Publiées dans le Journal of the American Medical Association en 2017, ces conclusions confirment celles de recherches effectuées antérieurement au Canada, en Italie, aux Pays-Bas et en Suède. L’auteur tient toutefois à rappeler que l’asthme peut entrer en rémission et qu’un constat ultérieur d’inactivité ne veut pas dire que le diagnostic initial était faux.
Parallèlement, le Dr Aaron avait demandé aux médecins de ses sujets de remplir un questionnaire et de vérifier dans leurs dossiers si des tests objectifs comme la spirométrie ou la bronchoprovocation avaient été utilisés lors du premier diagnostic. Des 530 médecins sollicités, seulement un sur deux avait prescrit un de ces tests. Les autres avaient fait un diagnostic subjectif fondé sur leurs observations lors d’un examen, ce qui laisse entrevoir un problème plus systémique et troublant.
On n’imagine pas diagnostiquer le diabète sans faire une analyse sanguine ni prescrire un médicament contre l’hypertension sans glisser un brassard autour du bras du patient pour mesurer sa tension. Et pourtant, beaucoup de médecins de famille ne font pas faire le test diagnostique standard pour l’asthme. Conséquence : près du tiers des trois millions de Canadiens adultes supposément asthmatiques ne le sont peut-être pas.

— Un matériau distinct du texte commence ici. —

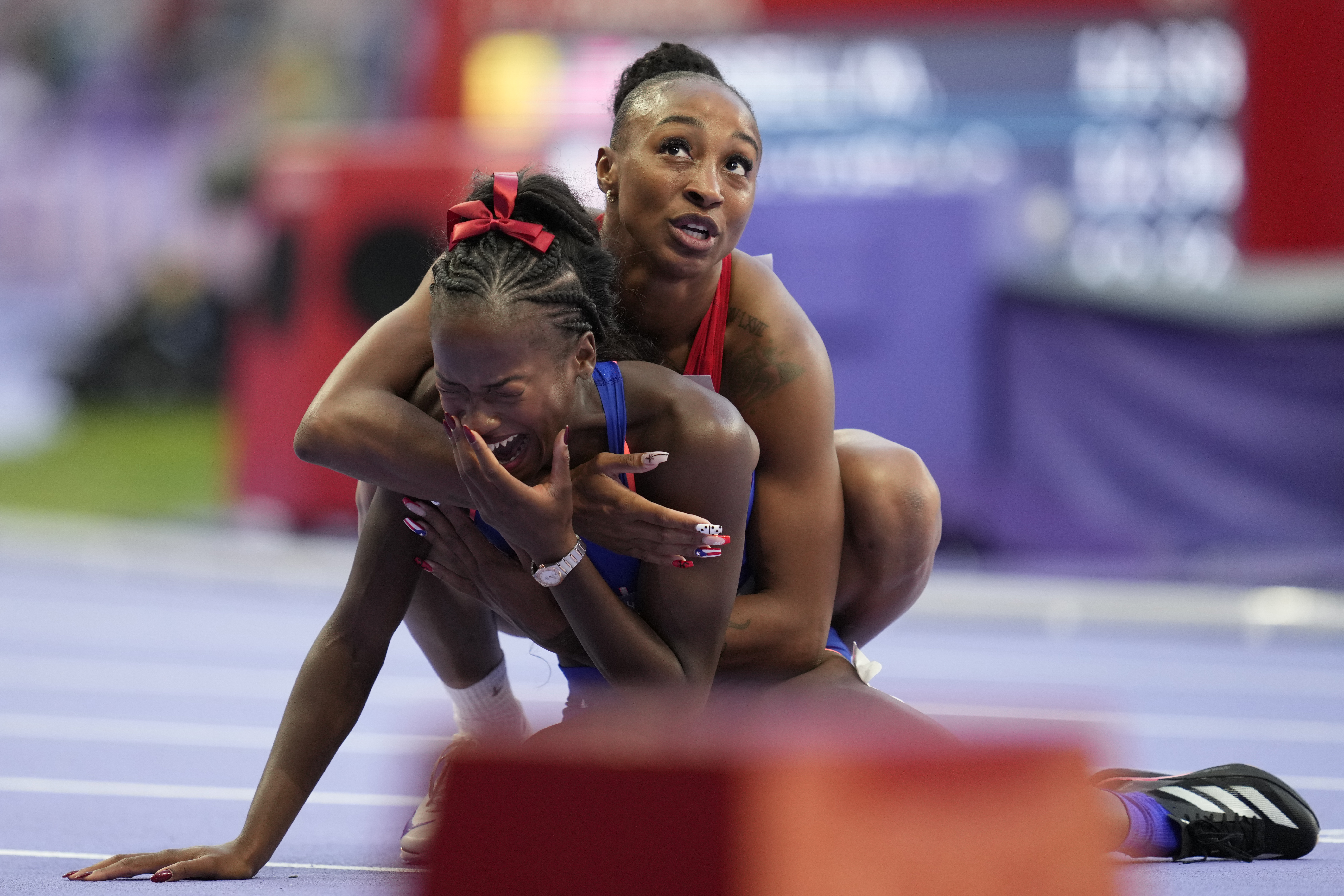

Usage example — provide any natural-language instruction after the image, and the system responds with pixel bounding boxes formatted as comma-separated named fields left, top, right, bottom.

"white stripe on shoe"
left=1233, top=785, right=1297, bottom=828
left=0, top=776, right=423, bottom=806
left=1157, top=785, right=1227, bottom=815
left=1195, top=785, right=1259, bottom=818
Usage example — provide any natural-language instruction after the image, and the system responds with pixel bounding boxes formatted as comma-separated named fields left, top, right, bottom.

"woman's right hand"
left=62, top=844, right=261, bottom=884
left=570, top=451, right=726, bottom=566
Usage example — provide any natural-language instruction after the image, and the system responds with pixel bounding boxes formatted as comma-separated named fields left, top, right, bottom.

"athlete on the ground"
left=296, top=44, right=939, bottom=680
left=67, top=176, right=946, bottom=881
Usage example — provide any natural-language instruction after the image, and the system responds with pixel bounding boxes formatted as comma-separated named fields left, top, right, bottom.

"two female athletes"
left=63, top=46, right=1312, bottom=880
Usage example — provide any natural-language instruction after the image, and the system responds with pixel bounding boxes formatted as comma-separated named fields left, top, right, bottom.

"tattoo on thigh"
left=722, top=345, right=802, bottom=411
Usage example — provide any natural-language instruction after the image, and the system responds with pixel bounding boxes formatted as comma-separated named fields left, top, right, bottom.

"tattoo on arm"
left=728, top=306, right=770, bottom=336
left=722, top=340, right=802, bottom=411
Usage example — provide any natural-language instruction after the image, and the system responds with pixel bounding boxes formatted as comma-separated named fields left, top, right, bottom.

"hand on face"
left=444, top=416, right=577, bottom=563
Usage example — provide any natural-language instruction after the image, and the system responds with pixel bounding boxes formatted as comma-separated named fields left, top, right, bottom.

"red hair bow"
left=447, top=172, right=555, bottom=252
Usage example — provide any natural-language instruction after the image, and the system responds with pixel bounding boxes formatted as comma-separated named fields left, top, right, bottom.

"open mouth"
left=486, top=433, right=527, bottom=466
left=671, top=215, right=719, bottom=246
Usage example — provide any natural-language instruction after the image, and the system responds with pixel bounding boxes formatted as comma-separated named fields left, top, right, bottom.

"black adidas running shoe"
left=1087, top=764, right=1321, bottom=862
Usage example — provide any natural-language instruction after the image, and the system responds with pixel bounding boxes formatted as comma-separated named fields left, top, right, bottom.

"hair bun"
left=612, top=40, right=723, bottom=116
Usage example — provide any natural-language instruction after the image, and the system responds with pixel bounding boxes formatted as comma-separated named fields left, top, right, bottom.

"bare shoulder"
left=722, top=251, right=833, bottom=426
left=621, top=361, right=755, bottom=463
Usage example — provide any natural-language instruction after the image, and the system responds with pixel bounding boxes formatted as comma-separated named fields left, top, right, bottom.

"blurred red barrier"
left=228, top=121, right=527, bottom=527
left=425, top=709, right=1113, bottom=896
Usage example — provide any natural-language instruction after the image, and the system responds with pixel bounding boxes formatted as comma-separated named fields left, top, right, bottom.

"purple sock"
left=1116, top=794, right=1180, bottom=858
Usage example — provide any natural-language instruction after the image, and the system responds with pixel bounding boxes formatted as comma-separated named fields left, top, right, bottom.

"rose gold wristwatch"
left=532, top=539, right=587, bottom=588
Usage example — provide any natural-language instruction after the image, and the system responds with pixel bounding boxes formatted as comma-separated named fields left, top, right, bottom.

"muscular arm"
left=551, top=363, right=757, bottom=696
left=719, top=252, right=844, bottom=677
left=294, top=266, right=466, bottom=506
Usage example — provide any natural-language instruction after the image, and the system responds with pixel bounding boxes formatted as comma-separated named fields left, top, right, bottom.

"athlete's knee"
left=836, top=430, right=942, bottom=562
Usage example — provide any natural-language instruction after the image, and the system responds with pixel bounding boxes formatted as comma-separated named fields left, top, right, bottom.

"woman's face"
left=597, top=78, right=761, bottom=277
left=430, top=312, right=597, bottom=481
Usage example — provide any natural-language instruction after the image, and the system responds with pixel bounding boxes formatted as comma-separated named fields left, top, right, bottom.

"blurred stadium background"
left=0, top=0, right=1344, bottom=587
left=0, top=0, right=1344, bottom=892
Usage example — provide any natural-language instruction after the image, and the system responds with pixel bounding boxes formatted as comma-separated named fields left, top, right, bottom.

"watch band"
left=532, top=539, right=587, bottom=588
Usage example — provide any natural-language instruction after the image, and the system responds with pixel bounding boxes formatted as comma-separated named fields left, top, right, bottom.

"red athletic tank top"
left=683, top=252, right=732, bottom=392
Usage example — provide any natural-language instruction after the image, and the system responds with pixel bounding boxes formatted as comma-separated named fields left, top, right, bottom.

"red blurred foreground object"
left=426, top=709, right=1114, bottom=896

Ces erreurs ne sont pas bénignes. Apprendre qu’on souffre d’une maladie chronique peut affecter le moral et pousser le malade à réduire ses efforts physiques. Tous les médicaments ont des effets secondaires, même les inhalateurs. Les asthmatiques s’administrent en général un corticostéroïde au quotidien et, en cas d’attaque, un bronchodilatateur comme le Ventolin. Or, l’emploi prolongé de stéroïdes est associé à l’ostéoporose, à la formation précoce de cataractes, au glaucome, à une plus grande propension aux ecchymoses et à un amincissement de la peau. Une erreur de diagnostic peut aussi avoir des conséquences tragiques si elle empêche de dépister une maladie grave.
Les spécialistes soutiennent depuis longtemps que les médecins de famille ne devraient pas diagnostiquer l’asthme sans prescrire d’abord une spirométrie. Certains généralistes font le test en cabinet, mais beaucoup trouvent cela peu pratique, entre autres parce que c’est trop mal payé pour le travail que ça représente. Le régime d’assurance maladie de certaines provinces paie entre 25 et 50 $, mais d’autres, dont celui du Québec, ne paient rien du tout.

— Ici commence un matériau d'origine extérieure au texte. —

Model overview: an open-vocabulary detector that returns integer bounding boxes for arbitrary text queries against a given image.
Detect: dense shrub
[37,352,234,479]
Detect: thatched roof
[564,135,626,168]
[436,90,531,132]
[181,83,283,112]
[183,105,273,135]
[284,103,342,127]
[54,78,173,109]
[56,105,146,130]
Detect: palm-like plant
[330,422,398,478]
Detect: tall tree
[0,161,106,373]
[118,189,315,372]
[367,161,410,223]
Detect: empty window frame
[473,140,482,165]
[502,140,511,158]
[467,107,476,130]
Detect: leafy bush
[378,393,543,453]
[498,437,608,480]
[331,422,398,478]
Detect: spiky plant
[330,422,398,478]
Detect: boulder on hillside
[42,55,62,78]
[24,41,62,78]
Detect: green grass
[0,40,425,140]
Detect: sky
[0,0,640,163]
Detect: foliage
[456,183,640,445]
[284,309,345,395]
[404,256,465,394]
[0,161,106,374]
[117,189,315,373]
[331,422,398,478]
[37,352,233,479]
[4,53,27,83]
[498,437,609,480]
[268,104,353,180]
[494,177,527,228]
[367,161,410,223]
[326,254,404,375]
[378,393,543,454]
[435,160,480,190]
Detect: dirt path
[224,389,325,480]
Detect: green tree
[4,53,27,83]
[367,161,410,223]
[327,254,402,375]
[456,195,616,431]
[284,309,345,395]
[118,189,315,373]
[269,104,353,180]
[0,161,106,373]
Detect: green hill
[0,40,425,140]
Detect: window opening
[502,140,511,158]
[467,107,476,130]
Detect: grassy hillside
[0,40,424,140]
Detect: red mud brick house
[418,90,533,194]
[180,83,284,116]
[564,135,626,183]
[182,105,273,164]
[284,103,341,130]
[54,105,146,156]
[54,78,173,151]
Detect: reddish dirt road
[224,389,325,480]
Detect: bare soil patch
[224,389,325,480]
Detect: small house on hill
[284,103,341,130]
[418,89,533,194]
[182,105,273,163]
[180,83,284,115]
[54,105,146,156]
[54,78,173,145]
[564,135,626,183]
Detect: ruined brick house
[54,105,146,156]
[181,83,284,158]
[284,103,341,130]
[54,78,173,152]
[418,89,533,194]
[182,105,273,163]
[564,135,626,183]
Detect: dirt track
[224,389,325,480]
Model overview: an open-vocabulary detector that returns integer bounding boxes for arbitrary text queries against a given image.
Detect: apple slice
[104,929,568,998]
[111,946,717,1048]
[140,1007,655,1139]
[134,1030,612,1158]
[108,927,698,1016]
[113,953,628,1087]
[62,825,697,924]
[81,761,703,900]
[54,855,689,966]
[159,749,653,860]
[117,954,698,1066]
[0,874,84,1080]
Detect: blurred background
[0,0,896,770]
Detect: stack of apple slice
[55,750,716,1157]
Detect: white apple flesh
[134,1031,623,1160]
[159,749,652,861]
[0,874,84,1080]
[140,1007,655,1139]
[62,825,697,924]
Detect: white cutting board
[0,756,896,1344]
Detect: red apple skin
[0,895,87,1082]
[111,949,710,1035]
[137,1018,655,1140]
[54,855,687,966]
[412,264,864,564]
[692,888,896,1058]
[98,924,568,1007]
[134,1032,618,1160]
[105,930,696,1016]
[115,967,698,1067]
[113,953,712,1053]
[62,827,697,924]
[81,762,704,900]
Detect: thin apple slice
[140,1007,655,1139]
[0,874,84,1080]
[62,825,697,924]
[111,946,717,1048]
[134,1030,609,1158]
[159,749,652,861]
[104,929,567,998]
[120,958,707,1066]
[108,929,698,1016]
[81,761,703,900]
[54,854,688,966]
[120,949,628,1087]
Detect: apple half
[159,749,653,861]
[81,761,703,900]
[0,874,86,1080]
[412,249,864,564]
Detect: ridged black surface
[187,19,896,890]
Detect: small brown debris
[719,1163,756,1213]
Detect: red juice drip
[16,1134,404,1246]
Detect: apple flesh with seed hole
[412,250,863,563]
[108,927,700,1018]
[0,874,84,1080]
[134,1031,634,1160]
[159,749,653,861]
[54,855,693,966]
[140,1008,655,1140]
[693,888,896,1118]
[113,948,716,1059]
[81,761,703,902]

Or, il faut de l’expertise pour faire un bon test et l’interpréter correctement. On doit expliquer la manœuvre au patient ; le test lui-même prend environ une demi-heure. Mais les résultats ne valent rien si le médecin ne sait pas comment les interpréter. Quand on lui adresse un patient, Clare Ramsey, professeure adjointe en médecine respiratoire à l’université du Manitoba, commence par vérifier qu’il est bien asthmatique. Elle en voit qui n’ont jamais passé de spirométrie. D’autres ont eu des résultats «qui n’ont rien à voir avec l’asthme», mais ont mené à un mauvais diagnostic faute d’être correctement interprétés.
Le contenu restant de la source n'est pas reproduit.